We know that having electrical appliances can disturb our sleep, but it can also disturb our sex life. Checking your mobile for emails or browsing the internet in bed, distracts us from time with our partner and can increase stress levels. Oxytocin known as the ‘love hormone’ is released when we take time to cuddle our partner and can give a sense of wellbeing both physiologically and emotionally.
Warming the context for sex is vital for increasing desire. How we feel about our partner sexually is related to how we feel in our relationship in general. Making an extra effort to show our love and support to the other helps us to feel connected.
“Simmering” helps to put sex back on our radar — maybe read a steamy novel, or remind yourself of a previous sexual encounter with your partner, to wake your body up a bit. Remember that foreplay in itself is a fabulous experience — you don’t always have to go “all the way”. See sex as something for you, rather than just something you feel you have to give.
It is easy to blame our partner for what we see lacking in our sexual relationship. The most important change is to recognise that you are responsible for your own arousal and sexual self. Our thoughts do impact how involved our body is during sex and knowing your own body and how it likes to be touched is also helpful. We expect our partner to “mind read” our thoughts, which leaves us open to miscommunication and defensiveness.
Build resilience as a couple by talking through how and where you like to be touched and by practicing your listening skills. Beginning with the positive is helpful and try not to fall into the trap of the blame game.
If it’s been a while since you’ve been sexual, begin by taking things slowly. Start with being sensual, enjoying each other’s touch, by stroking, massaging or kissing, maybe take a shower or bath together. Set the boundaries in terms of how far you want to go and increase this with time.
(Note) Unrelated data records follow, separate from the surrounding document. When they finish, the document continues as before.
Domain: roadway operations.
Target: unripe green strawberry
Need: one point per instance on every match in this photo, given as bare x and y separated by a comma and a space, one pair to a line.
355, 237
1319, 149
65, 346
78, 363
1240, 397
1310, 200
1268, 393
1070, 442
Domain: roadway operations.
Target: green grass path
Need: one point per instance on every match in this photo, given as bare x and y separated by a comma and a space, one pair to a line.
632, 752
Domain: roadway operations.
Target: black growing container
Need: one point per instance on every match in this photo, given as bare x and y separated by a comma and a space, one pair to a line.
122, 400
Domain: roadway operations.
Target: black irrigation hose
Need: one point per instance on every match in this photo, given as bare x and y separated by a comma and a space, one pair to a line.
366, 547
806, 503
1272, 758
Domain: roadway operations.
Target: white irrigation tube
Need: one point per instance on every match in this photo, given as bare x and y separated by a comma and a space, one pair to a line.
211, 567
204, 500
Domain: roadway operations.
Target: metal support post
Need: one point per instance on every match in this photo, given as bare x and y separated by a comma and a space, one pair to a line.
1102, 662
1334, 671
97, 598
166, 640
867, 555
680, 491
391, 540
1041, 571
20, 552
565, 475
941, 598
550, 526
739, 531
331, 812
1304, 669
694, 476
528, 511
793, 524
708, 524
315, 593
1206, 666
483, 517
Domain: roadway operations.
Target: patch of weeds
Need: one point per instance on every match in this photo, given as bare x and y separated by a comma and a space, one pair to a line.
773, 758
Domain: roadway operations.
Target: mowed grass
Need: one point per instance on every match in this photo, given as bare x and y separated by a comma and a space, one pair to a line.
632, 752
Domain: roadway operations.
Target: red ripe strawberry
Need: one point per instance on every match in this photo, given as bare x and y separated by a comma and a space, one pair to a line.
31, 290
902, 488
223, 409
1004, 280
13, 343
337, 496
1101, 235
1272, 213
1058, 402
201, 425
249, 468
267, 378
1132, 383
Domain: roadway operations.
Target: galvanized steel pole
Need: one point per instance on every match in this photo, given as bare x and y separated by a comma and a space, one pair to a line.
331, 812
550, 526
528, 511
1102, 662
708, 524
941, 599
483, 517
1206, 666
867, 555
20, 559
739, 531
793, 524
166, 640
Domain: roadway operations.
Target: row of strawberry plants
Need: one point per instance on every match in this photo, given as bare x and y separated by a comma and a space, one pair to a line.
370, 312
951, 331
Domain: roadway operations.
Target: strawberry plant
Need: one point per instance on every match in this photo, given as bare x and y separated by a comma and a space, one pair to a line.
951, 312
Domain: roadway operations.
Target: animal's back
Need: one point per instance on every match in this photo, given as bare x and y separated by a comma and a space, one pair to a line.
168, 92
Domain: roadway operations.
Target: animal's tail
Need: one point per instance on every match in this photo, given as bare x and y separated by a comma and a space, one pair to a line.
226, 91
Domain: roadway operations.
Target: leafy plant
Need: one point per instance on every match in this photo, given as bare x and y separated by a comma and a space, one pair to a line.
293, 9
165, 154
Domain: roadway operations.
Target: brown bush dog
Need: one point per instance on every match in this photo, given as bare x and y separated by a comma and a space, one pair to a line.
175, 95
Performance anxiety and lack of confidence can hit both sexes and cause distress. Sometimes sex will be great, other times it will be clumsy and not how we expected. Keep sex real, it’s not a Disney film or porn.
If you are experiencing sexual issues that are difficult to resolve, you are not alone. Contact your GP for a check up to rule out any medical issues and to consider a possible referral for Psycho Sexual Therapy, or contact your local Relate Centre.